Стас просто бредил «Биттлз». Когда речь заходила об их песнях, он горячился и кричал, он втайне мечтал написать хоть что-нибудь такого же класса, но в то же время свое, не похожее; они были его вечными кумирами и постоянными соперниками.
«Я не усложняю, – и ей казалось, что говорит она не о стихах и не о песнях, а о совсем другом, и от этого сразу становилось неловко, потому что Стас терпеть не мог выяснять отношения. – Просто английский язык… там больше коротких слов, и преобладает мужская рифма, а по-русски… и потом тебе надо, чтобы куплет и припев…»
И снова становилось неловко, как будто она хотела блеснуть образованностью или оправдаться за собственные «стиши», которые, она это чувствовала, в оправданиях не нуждались.
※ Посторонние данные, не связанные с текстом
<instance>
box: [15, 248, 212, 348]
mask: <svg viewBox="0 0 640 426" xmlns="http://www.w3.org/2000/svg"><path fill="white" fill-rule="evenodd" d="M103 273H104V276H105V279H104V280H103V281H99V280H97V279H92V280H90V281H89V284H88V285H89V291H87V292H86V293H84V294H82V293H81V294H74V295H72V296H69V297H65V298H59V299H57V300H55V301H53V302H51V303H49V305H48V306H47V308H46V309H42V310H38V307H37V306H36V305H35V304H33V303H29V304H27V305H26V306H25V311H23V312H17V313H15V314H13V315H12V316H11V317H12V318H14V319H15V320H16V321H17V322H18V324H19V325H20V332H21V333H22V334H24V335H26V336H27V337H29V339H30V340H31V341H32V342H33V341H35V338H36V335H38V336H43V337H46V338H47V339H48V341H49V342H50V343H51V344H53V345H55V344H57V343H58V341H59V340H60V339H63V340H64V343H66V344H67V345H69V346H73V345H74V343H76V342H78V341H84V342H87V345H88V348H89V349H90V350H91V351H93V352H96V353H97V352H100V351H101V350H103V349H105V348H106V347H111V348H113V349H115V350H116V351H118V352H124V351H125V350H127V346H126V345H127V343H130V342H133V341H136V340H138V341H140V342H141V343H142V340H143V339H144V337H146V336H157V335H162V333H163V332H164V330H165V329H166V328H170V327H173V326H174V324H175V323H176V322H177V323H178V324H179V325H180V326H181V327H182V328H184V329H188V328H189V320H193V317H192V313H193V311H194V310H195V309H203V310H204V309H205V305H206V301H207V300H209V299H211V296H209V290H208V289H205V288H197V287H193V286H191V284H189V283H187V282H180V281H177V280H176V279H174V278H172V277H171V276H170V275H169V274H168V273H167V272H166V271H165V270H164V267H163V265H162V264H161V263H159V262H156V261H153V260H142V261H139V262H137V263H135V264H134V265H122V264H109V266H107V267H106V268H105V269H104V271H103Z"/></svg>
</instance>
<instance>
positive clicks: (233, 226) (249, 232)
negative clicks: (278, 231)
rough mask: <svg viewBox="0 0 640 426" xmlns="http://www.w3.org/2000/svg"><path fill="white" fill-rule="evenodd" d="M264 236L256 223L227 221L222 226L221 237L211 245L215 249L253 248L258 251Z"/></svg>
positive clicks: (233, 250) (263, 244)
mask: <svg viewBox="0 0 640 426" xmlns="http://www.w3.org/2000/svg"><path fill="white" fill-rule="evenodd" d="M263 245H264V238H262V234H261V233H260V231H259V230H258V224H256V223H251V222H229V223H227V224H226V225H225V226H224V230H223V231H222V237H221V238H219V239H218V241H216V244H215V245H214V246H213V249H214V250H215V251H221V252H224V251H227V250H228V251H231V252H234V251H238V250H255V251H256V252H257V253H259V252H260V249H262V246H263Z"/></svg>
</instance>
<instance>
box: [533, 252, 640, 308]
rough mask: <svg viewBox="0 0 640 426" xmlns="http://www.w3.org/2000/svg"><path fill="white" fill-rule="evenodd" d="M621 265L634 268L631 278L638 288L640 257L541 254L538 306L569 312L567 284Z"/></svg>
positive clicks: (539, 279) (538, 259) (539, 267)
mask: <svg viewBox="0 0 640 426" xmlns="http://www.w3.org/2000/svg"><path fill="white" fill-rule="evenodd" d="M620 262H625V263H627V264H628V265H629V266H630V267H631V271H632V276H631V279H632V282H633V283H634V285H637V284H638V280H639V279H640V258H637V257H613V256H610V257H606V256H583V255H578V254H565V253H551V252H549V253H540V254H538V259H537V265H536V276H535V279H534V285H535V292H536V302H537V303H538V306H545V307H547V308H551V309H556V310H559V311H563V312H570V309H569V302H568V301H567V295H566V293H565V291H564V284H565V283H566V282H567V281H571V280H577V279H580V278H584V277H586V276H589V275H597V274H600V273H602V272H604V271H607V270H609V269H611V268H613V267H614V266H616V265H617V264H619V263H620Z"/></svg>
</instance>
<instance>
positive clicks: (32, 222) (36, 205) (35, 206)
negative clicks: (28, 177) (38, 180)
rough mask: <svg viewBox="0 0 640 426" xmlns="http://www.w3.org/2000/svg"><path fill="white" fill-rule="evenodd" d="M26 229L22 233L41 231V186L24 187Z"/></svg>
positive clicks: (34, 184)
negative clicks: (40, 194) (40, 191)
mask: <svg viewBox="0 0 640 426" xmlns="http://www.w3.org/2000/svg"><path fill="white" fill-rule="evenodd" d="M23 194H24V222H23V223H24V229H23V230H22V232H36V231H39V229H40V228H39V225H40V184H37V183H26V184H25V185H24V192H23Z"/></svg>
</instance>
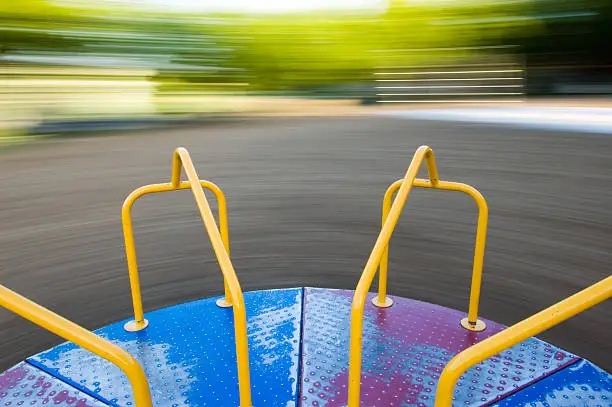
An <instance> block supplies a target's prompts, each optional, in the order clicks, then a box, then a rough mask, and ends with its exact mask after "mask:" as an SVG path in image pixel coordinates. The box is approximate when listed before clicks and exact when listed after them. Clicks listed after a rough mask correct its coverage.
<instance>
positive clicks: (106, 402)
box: [24, 358, 121, 407]
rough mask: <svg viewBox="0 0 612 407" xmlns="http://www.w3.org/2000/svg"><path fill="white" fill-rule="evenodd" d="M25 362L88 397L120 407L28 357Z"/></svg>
mask: <svg viewBox="0 0 612 407" xmlns="http://www.w3.org/2000/svg"><path fill="white" fill-rule="evenodd" d="M24 362H25V363H27V364H29V365H30V366H33V367H35V368H36V369H38V370H41V371H43V372H45V373H47V374H48V375H49V376H51V377H53V378H55V379H57V380H59V381H61V382H62V383H64V384H66V385H67V386H70V387H72V388H73V389H75V390H78V391H80V392H81V393H84V394H87V395H88V396H89V397H92V398H94V399H96V400H97V401H99V402H101V403H103V404H106V405H107V406H113V407H121V406H119V405H118V404H115V403H112V402H111V401H110V400H107V399H105V398H104V397H102V396H100V395H99V394H96V393H94V392H92V391H91V390H89V389H88V388H86V387H83V386H81V385H79V384H77V383H76V382H74V381H73V380H71V379H68V378H62V377H59V376H56V375H55V374H54V373H53V372H50V371H49V370H47V367H46V366H45V365H43V364H39V363H38V362H35V361H32V360H30V359H29V358H28V359H26V360H25V361H24Z"/></svg>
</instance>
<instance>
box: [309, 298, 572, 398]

Они просто жили и все. Они могли приходить или не приходить, могли дразнить ее, приближаясь и снова прячась, у них была своя, отдельная от Ланы жизнь, она никогда не понимала, как это: сесть и написать стихотворение на заданную тему и к определенному сроку. Она не думала, что они помогут ей заработать славу или деньги, она вообще прятала бы их, показывая только самым-самым… кому? Сестре? Как бы не так! Ну, старому другу Мишке, это понятно, а больше и нет никаких «самых». Самым-самым был Стас, хоть он и оценивал их со своей, конкретной и целенаправленной точки зрения, но он все-таки внимательно прочитывал, и взвешивал каждую строфу, и иногда хвалил даже то, что никак не годилось в шлягеры.